On Tue, May 1, 2012 at 11:18 PM, P Purkayastha <[email protected]> wrote:
>
>
> On Tuesday, May 1, 2012 11:34:05 PM UTC+8, William wrote:
>>
>> On Mon, Apr 30, 2012 at 10:59 PM, P Purkayastha <[email protected]> wrote:
>> > The problem you are running into is that when you are on the command
>> > line,
>> > all the needed functions are loaded (this is a reason why the Sage
>> > startup
>> > takes time). When you are writing your own library, you need to import
>> > modules that you need.
>> >
>> > You can do that by simply adding
>> >
>> > from sage.all import *
>> >
>> > at the top of your file.

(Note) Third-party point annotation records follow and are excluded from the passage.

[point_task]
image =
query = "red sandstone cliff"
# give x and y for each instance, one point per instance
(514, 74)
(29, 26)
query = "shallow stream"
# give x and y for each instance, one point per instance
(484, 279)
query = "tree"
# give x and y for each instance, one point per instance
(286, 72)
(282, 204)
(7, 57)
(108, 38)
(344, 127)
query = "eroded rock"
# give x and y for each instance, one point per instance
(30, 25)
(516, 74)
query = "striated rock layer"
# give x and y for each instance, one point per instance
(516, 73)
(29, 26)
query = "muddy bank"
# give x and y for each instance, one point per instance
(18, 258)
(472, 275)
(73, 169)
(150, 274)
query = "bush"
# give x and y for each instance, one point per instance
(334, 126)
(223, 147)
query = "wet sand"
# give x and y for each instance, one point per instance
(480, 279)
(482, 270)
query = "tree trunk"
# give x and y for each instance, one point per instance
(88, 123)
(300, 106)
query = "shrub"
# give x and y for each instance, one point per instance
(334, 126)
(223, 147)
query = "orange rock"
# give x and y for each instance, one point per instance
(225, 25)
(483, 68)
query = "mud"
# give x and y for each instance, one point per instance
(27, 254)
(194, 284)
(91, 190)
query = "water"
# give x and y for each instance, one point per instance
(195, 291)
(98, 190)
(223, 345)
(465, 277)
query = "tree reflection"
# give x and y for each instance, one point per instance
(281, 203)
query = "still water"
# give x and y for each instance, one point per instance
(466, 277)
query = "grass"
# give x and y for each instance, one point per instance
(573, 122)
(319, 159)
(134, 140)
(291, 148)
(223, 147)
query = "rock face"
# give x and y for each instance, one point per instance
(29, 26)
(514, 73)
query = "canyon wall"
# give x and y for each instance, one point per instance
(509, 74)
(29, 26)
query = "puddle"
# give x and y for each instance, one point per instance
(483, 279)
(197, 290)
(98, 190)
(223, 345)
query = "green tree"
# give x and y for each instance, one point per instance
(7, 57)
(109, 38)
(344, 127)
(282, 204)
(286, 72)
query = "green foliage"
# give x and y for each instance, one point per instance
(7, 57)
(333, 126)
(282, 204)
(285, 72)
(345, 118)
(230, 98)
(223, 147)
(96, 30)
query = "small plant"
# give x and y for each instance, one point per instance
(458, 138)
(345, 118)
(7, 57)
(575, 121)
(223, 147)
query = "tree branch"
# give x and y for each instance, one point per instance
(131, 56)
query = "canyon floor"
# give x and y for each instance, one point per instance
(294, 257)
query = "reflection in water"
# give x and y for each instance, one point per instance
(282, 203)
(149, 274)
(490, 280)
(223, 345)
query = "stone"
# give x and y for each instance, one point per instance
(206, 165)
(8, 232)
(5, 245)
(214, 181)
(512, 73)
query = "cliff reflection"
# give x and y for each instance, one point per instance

If you want to have finer grained import, then
>> > you
>> > will need to look at the function you are calling. You can either look
>> > at
>> > the help by doing (for example)
>>
>> Unfortunately, I recommend that you do *not* do what Purkayastha is
>> suggesting here, unless you really like your code to mysterious
>> crash/segfault, etc.    It is not safe to import anything from the
>> sage library if you have not done "import sage.all".  The import order
>> is critically important, and is done correctly in "sage.all".  If you
>> try to cherry pick bits out of Sage, you are asking for serious
>> trouble.
>>
>>  -- William
>
>
> Interesting. I didn't know that. Thanks for pointing it out.
>
> But is there no way to not import everything? Suppose I am interested in
> only calculus bits. Then do I still need to import everything from sage.all
> instead of only importing from sage.calculus.all?

You should do

  import sage.all

then

  from sage.calculus.all import *

Namespace wise it is good to import little bits.  Just make sure you
do "import sage.all" before that somewhere to make sure that the whole
library gets imported in the proper order.